There aren't nearly enough people in our lives that tell us "I love you" and sincerely mean it. To lose one really, really sucks.
I knew him, he was a really good guy!!! and I'll never forget him..
he used to cheer me up by singing to me when I was sad..
I miss him!
Posted by: Felicia | May 16, 2007 at 11:51 PM
I have known Jon since middle school; after high school I would see him every so often. It was always good to see his face. I had come home from school back around December and ended up hanging with him and some friends at his apartment. He said he had something for me...it was an early Christmas card. It was the last time I saw him.

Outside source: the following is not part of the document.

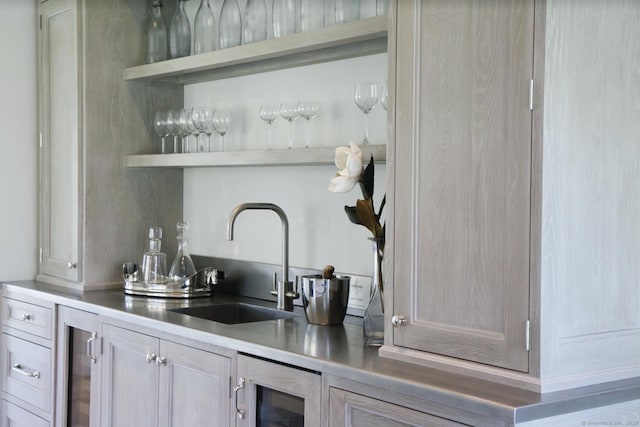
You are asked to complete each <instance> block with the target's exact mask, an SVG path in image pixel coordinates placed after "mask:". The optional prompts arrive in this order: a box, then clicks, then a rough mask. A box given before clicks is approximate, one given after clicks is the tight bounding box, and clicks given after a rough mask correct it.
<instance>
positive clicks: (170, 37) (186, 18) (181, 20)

You and your family are in my thoughts and prayers.
Posted by: suzi | May 18, 2007 at 08:50 PM
i knew him really well, he used to come over so often. him, my husband, and me were together a lot in the past few months. he was even talking about moving in some time within the next couple months. i will truly miss him. i really find it shocking and sad. now i feel bad that i never went to a show with him, i just thought there would always be time for it in the future... :(
Posted by: Sydney | May 20, 2007 at 02:42 PM
Jon is my cousin by relation but brother by spirit. Every time Jon would end our phone conversation he would say "tell Sabrina and my god-son that I love them, I love you bro, talk to ya' later". It hurts to think that I wont get to talk to him anymore.
Posted by: Ryan Hilger | May 22, 2007 at 03:57 PM
What was the final prognosis?
Posted by: flyte44 | June 03, 2007 at 01:15 PM
I just wanted to tell you how sorry I am for your loss. I had only talked to him a couple of weeks prior, and he seemed so happy the last time we talked. I stumbled onto this heartbreaking news last night as I went to send him greetings. I hope that your family is okay and that you all know how much he was loved by all sorts of people from every walk of life.